Responding to a question on norms on off-label use of drugs, Bhushan referred to the term emergency authorisation given by the DCGI, a process available globally to all regulator, which means based on restricted evidence submitted by the drug makers to the regulator an emergency authorisation is given which is distinct from a market authorisation.
"Market authorisation whenever it is given by a regulator means that the manufacturer of that drug can freely market it. Emergency authorisation means that it can be procured only in emergency circumstances, the treating clinician has to certify this and informed consent needs to be obtained. In case a patient is not in condition to provide this consent the caregivers or family members can give," he said.
Elaborating more on that, ICMR Director General Dr Balram Bhargava said in severe patients of COVID-19, there is a problem of a cytokine storm.
Cytokines are released and they are responsible for a storm that ultimately leads to serious conditions. There are two drugs which are thought to be preventing the cytokine storm --- tocilizumab and itolizumab.
"Having said that, they have not yet demonstrated mortality reduction by any trial and therefore, trials are happening in different parts of the world to look at whether there is mortality reduction with these two drugs," he said.
He also said that human clinical trials for a vaccine has been initiated in the country with approximately 1,000 volunteers participating in the exercise for each of the two indigenously developed vaccine candidates.

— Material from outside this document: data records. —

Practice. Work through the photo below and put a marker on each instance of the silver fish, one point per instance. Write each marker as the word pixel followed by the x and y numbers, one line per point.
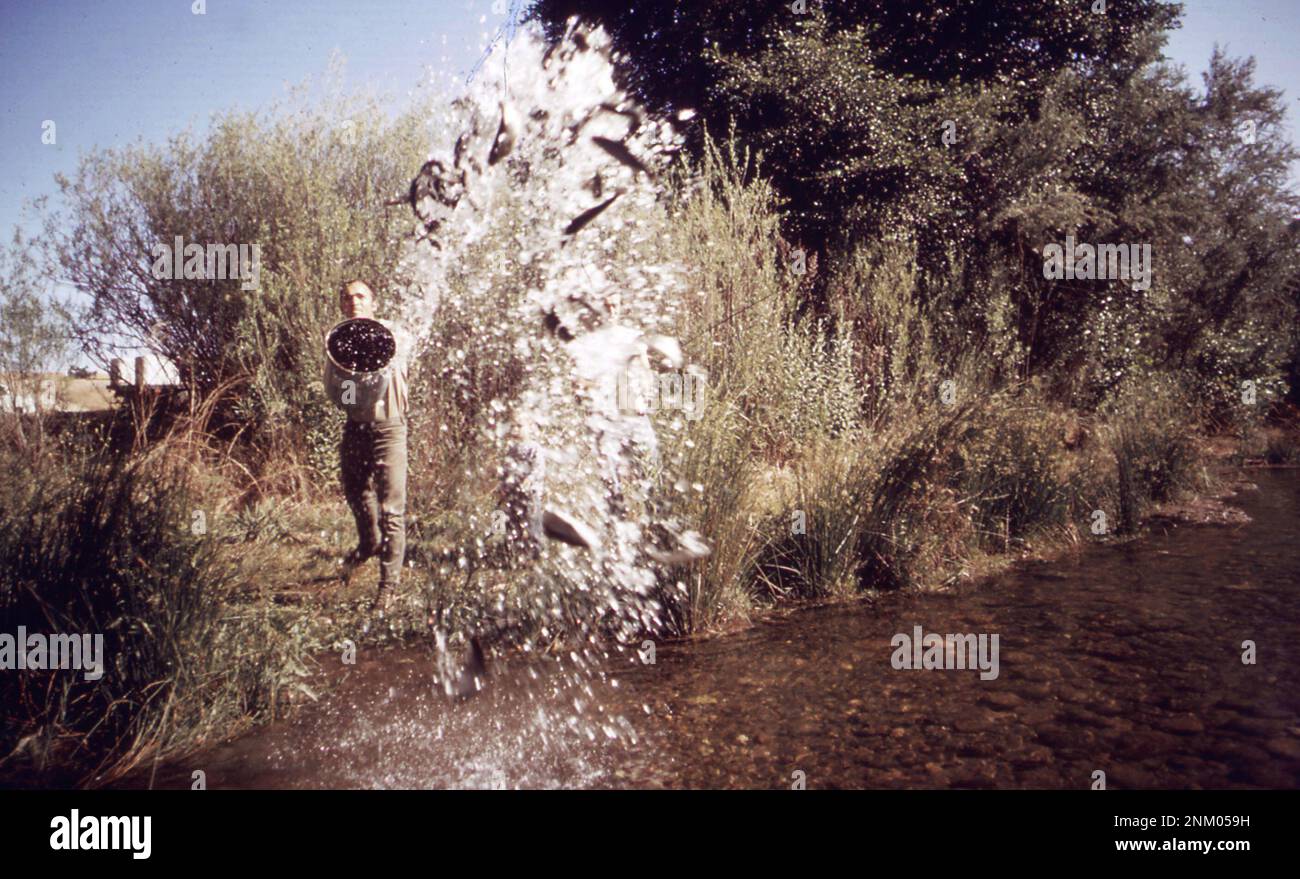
pixel 620 152
pixel 589 215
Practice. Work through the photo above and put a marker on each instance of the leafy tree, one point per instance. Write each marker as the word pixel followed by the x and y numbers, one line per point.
pixel 307 183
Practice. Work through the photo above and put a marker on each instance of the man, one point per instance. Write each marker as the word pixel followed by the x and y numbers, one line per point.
pixel 373 457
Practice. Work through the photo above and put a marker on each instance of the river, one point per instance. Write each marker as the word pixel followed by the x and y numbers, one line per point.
pixel 1125 659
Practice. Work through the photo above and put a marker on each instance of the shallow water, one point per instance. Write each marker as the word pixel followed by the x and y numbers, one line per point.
pixel 1125 659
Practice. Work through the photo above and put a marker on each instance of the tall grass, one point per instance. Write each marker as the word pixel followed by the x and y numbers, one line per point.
pixel 116 544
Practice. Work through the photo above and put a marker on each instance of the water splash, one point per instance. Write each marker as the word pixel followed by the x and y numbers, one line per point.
pixel 541 232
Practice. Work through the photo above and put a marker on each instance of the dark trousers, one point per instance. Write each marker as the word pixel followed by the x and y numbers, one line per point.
pixel 373 468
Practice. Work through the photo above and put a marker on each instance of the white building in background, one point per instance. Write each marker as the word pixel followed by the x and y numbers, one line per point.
pixel 53 392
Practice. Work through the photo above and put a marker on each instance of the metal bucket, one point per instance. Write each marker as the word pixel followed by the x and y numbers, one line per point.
pixel 358 353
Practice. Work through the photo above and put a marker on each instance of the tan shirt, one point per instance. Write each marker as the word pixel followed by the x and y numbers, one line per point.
pixel 394 401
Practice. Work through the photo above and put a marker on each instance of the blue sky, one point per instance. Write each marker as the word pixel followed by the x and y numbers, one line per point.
pixel 108 73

Commenting on COVID-19 affecting other organs apart from lungs, Bhargava said the disease causes pneumonia which is most common, but it can affect other organs like the liver and kidneys, heart, the blood vessels causing clots and thrombus formation which is an important complication of COVID-19.
"Clots form and these clots can go into the lungs and ultimately block and oxygen exchange in the lungs and that is why in most of the treatments it is recommended and it is standard of care to give blood thinners or anticoagulants or low molecular weight heparins for preventing these complications," he explained.
Certain other complications have also been described in small children that arteries get dilated and can be affected.
These are being studied and they have been studied in autopsy studies in some reports and clinical data is being collected, he added.
On whether COVID is air-borne, Bhargava said in terms of transmission it is well established that it is a droplet infection.
There have been hypotheses and suggestions by several scientists that there may be some air-borne transmission with micro droplets, again, it is also a droplet less than 5 micron in size but what clearly remains important is physical distancing, use of masks, hand sanitisers has to continue to curb the transmission of the disease, he said.
Asked when Delhi's sero-survey findings will be made public, Bhushan said these surveys are fairly complex exercises and therefore by definition take time.
In the case of Delhi, it was initially decided that sero-surveillance will take 20,000 samples from June 26 till July 5 but the sero surveillance ended up taking 22,800 odd samples, these are blood samples which are then subjected to ELISA test.
This was done till July 5 then testing was done now the testing has finished. Presently different kinds of stratification like gender specification, age stratification, district-wise stratification of data and analysis is being done.
"The moment it is complete and reviewed internally and shared with ICMR and other domain experts, it will be shared," Bhushan said.